Google a confirmé sur son blog avoir découvert deux failles de sécurités, baptisées Meltdown et Spectre. Elles affectent le noyau du système d’exploitation et sa gestion mémoire et elles permettent de lire les mots de passe ou les clés de cryptage… D’après Google, les failles sont présentes sur les machines qui implémentent des puces de marques Intel, AMD et ARM et le géant du Web en aurait déjà informé les trois constructeurs le 1er juin 2017.

Une petite explication en vidéo vaut mieux qu’un grand discours...
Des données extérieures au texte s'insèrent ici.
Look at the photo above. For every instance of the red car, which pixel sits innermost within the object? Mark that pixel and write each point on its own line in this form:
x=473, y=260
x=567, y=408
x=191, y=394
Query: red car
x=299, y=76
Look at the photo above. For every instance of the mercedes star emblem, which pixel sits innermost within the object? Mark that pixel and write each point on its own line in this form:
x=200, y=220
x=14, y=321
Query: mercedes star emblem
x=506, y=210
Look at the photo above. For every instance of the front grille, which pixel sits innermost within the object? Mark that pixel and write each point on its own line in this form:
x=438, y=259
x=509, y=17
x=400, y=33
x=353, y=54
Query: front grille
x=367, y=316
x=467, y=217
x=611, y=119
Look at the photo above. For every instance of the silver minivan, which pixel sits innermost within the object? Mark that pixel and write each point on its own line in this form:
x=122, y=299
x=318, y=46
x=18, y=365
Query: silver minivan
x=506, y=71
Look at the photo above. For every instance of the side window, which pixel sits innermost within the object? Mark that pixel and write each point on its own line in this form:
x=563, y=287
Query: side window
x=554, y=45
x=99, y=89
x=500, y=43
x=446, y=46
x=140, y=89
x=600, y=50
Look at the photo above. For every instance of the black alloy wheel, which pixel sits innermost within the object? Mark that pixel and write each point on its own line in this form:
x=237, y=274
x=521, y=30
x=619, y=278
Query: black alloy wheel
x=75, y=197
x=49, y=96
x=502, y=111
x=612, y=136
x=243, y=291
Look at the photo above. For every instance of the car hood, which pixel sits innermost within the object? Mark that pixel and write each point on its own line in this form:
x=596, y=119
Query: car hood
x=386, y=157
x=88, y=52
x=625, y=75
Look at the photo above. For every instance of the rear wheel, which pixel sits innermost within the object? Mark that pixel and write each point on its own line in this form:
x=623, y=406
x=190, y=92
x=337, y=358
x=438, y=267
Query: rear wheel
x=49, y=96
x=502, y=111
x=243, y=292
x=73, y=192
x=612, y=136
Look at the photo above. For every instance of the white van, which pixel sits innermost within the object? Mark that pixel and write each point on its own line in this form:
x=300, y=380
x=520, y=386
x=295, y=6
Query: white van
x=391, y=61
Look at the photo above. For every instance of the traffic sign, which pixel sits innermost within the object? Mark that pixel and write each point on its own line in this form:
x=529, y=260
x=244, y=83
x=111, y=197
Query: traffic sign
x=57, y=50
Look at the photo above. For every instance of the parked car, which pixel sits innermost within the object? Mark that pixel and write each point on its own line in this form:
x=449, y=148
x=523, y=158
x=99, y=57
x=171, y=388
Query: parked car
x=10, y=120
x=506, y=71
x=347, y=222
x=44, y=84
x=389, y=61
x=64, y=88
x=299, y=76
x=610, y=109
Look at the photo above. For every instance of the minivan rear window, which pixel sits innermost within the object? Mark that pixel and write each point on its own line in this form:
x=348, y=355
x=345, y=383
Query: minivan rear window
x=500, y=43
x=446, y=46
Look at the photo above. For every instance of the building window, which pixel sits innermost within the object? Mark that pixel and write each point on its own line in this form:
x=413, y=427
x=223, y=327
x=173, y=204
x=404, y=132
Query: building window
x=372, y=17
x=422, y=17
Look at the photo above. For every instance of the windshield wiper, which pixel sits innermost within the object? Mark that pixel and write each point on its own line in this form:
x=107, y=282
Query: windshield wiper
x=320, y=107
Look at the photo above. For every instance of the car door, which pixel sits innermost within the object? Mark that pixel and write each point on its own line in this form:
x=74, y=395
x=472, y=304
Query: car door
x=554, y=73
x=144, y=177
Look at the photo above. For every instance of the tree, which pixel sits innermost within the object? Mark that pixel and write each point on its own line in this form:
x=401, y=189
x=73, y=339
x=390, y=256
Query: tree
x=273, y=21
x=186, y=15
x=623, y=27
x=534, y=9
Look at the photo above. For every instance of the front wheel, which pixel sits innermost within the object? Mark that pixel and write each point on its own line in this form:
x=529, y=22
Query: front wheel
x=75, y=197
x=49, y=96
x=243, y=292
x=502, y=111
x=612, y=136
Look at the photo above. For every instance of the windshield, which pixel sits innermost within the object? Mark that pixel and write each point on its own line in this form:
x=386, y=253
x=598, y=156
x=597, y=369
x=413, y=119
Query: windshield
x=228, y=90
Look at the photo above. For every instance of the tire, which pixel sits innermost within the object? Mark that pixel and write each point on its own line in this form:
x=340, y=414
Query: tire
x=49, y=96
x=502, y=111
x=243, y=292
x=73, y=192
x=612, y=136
Intel minimise l’impact en affirmant que même si elles peuvent permettre à des pirates d’accéder à des informations sensibles, les failles ne permettent pas de « corrompre, modifier ou effacer » des données stockées dans l’ordinateur. De son côté, ARM dit travailler avec Intel et AMD à la résolution du problème, alors même que le constructeur AMD, qui avait juré que ses puces n’étaient pas concernées, se rétracte en disant qu’il existait un risque, mais « quasi nul ». Malheureusement, il n’est pas possible de corriger ce défaut à l’aide d’une simple mise à jour du microcode, il faut que les constructeurs revoient physiquement les puces pour ajouter une fonction Kernel Page Table Isolation (KPTI).

Les clouds impactés

Apple, Microsoft et Google déploient déjà des mises à jour de leurs systèmes d’exploitation, mais selon « The Register », les modifications appliquées pourraient entraîner un ralentissement de nos ordinateurs allant de 5 à 30 %, selon les usages. Un impact important est donc attendu dans les datacenters et les fournisseurs de services cloud (Amazon EC2, Microsoft Azure, et Google Compute Engine).  Les hyperviseurs ne sont pas épargnés eux non plus car AWS a indiqué à ses clients qu’une opération de maintenance pour combler cette faille est programmée le vendredi 5 janvier 2018 sur ses hyperviseurs Xen.